SITUAZIONE: ancora alta pressione sull’Italia con tempo buono e mite. Da est si prepara, tra venerdì e le prime ore di sabato, un afflusso di aria più fredda, che recherà qualche annuvolamento al nord e sui versanti adriatici, con locali precipitazioni. Durante il fine settimana l’azione della corrente fredda andrà comunque rapidamente esaurendosi e il tempo tornerà buono ovunque sino a domenica.
EVOLUZIONE: la flessione del campo barico consentirà da lunedì una graduale penetrazione dei fronti atlantici in area mediterranea. Il primo fronte, inserito in un letto di correnti ancora mediamente occidentali, apporterà solo una diffusa nuvolosità ma pochi fenomeni. Più incisiva l’azione del secondo sistema frontale, atteso per mercoledì 4 novembre: esso determinerà un più marcato peggioramento con piogge diffuse e neve sui monti, anche se a quote elevate.
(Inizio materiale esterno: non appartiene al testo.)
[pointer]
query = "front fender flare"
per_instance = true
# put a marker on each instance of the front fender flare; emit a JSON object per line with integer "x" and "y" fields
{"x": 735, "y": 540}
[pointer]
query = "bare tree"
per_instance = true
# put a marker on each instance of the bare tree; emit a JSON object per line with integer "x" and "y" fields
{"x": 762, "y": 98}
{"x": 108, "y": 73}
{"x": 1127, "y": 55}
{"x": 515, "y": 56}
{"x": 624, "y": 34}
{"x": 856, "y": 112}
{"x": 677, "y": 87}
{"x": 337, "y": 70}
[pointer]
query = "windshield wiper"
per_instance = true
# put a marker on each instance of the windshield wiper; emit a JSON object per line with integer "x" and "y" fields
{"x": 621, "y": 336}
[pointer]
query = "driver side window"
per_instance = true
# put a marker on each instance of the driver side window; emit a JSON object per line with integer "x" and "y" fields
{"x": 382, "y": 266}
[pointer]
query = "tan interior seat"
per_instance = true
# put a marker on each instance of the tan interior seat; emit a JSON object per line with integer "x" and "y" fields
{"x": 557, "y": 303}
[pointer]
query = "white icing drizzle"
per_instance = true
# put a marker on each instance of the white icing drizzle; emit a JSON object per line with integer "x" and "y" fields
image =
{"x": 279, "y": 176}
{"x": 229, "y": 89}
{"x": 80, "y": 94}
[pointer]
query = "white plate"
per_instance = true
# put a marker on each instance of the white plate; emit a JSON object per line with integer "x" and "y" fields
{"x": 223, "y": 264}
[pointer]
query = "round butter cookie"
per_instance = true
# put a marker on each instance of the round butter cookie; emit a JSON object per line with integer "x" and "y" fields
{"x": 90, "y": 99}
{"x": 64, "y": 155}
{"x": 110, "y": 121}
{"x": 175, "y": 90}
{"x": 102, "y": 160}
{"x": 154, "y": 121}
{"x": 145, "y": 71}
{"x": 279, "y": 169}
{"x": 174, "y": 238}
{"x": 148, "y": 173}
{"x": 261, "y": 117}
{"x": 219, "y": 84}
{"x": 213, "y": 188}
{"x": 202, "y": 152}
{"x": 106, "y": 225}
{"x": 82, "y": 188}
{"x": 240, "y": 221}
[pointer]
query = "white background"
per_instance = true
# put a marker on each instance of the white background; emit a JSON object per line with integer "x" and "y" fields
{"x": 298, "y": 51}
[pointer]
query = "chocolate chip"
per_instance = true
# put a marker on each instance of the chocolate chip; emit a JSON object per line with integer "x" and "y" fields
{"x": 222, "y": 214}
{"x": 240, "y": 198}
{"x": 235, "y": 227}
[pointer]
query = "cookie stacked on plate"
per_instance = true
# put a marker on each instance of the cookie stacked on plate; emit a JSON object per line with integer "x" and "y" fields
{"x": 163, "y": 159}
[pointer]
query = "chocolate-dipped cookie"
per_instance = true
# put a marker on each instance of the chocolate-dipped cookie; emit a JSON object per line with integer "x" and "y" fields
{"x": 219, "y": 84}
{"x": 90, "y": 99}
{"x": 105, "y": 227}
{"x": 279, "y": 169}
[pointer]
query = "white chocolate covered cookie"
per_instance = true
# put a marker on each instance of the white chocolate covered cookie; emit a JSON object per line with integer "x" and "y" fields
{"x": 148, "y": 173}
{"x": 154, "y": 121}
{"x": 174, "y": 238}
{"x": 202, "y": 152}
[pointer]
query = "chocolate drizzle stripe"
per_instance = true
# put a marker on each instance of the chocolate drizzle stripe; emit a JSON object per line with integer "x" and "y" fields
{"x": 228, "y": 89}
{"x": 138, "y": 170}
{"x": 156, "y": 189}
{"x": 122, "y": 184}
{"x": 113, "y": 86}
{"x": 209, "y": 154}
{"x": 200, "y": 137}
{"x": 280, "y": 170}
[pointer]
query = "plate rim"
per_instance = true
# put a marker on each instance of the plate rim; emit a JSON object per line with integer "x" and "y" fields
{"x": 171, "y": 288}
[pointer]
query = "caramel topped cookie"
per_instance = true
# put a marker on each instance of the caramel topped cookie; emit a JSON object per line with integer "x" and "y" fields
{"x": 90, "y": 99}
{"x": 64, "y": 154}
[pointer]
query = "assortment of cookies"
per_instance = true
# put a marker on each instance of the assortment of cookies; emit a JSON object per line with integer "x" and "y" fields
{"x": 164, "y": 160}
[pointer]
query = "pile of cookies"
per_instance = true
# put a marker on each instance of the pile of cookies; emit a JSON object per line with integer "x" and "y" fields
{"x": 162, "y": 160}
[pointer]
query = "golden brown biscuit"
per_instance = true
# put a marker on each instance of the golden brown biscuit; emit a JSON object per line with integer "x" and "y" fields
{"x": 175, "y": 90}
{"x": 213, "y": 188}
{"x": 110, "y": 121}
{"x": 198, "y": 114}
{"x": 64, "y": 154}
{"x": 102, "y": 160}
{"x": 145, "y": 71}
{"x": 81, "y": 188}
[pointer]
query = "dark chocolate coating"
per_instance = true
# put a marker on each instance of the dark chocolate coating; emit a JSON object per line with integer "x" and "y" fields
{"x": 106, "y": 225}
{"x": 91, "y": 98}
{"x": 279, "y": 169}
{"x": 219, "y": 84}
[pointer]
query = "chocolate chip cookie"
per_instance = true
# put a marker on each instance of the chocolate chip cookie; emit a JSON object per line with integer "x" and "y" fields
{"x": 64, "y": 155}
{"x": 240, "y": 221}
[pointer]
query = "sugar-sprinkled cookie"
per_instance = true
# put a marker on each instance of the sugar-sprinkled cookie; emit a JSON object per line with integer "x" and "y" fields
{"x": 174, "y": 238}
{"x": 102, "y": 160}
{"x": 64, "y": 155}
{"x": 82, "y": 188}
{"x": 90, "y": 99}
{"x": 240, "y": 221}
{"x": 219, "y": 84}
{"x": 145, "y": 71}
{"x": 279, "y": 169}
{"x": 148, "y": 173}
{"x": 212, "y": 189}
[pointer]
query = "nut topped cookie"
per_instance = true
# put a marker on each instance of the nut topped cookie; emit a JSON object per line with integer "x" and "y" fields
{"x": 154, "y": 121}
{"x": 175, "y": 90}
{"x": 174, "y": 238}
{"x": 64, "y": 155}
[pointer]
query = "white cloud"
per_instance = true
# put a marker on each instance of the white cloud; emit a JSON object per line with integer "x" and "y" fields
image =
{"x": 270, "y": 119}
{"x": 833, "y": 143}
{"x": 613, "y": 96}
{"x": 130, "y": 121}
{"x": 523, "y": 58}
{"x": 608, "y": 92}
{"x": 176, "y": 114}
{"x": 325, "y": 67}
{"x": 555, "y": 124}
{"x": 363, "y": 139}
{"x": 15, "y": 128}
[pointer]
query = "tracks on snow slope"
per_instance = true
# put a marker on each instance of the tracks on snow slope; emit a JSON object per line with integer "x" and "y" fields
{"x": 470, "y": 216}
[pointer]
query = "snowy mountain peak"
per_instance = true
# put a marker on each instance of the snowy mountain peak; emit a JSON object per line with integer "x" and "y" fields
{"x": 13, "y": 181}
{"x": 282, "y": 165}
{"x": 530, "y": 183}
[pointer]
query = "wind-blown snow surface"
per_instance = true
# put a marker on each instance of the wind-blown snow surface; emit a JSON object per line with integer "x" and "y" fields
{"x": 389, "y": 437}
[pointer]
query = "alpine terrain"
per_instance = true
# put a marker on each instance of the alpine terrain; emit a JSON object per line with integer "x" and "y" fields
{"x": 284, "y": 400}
LUNGO TERMINE: il tempo dovrebbe mantenersi spiccatamente variabile, a tratti perturbato anche nei giorni successivi e sino al week-end 7-8 novembre, con formazione di un’area depressionaria sulle regioni centro-meridionali. Seguite tutti gli aggiornamenti.
OGGI e DOMANI: condizioni di tempo generalmente buono ovunque, salvo un passaggio di velature a tratti compatte, ma sempre in un contesto asciutto e mite. Attenzione alle situazioni nebbiose sulle zone pianeggianti sino alle 11 del mattino, specie sulla Valpadana meridionale.
VENERDI: ingresso graduale dei venti da est e tendenza ad annuvolamenti al nord e lungo tutto il versante adriatico, con qualche sporadica precipitazione a ridosso dei rilievi e calo termico. Nubi in aumento anche sulla Sardegna con isolate piogge, per il resto abbastanza soleggiato.